In this article, you can learn how to merge DataFrames in Pandas with handling of missing values.

When working with data in Pandas, you often need to merge multiple DataFrames to consolidate information from different sources. However, not all data align perfectly, and missing values are common.
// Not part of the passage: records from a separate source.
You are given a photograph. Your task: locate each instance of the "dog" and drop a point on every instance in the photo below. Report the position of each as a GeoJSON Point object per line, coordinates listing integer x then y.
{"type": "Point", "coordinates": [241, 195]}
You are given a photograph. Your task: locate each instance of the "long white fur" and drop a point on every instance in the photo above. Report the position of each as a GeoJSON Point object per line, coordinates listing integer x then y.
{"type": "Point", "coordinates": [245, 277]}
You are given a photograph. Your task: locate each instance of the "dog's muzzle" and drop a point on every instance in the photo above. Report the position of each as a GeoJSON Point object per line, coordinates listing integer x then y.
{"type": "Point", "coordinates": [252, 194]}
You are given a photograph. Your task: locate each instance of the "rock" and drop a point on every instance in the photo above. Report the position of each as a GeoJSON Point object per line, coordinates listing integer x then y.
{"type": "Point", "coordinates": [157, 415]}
Missing values can cause unexpected results or performance issues.

How to Merge with Missing Values in Pandas

Create sample data

First let's create two sample DataFrames which can be used to illustrate the merging example:

import pandas as pd
import numpy as np

foo = pd.DataFrame([
    ['a',1,2],
    ['b',4,5],
    ['c',7,8],
    [np.NaN,10,11]
], columns=['id','x','y'])
display(foo)

bar = pd.DataFrame([
    ['a',3],
    ['c',9],
    [np.NaN,12]
], columns=['id','z'])

display(bar)

data for foo:

id x y
0 a 1 2
1 b 4 5
2 c 7 8
3 NaN 10 11

and bar:

id z
0 a 3
1 c 9
2 NaN 12

merge default bahavior

By default pandas will merge the the missing values from the DataFrames.

pd.merge(foo, bar, how='inner', on='id')

So merging by column id will give us 3 rows instead of 2 ( which differs from the most DB):

id x y z
0 a 1 2 3
1 c 7 8 9
2 NaN 10 11 12

merge without NAN / missing values

To merge without the missing values from the merge column we can drop the values from the first dataframe:

pd.merge(foo.dropna(subset=['id']), bar, how='inner', on='id')

This will give us:

id x y z
0 a 1 2 3
1 c 7 8 9

merge with missing values

To keep all values after merging we can use how='outer':

pd.merge(foo.dropna(subset=['id']), bar, how='outer', on='id')

Finally we have data from both dataframes including the missing values:

id x y z
0 a 1 2 3.0
1 b 4 5 NaN
2 c 7 8 9.0
3 NaN 10 11 12.0

Conclusion

Merging DataFrames with proper handling of missing values in Pandas is a fundamental operation in data analysis.

By using the merge() function with different join parameters and leveraging Pandas' capabilities to handle missing values, you can efficiently consolidate data from multiple sources.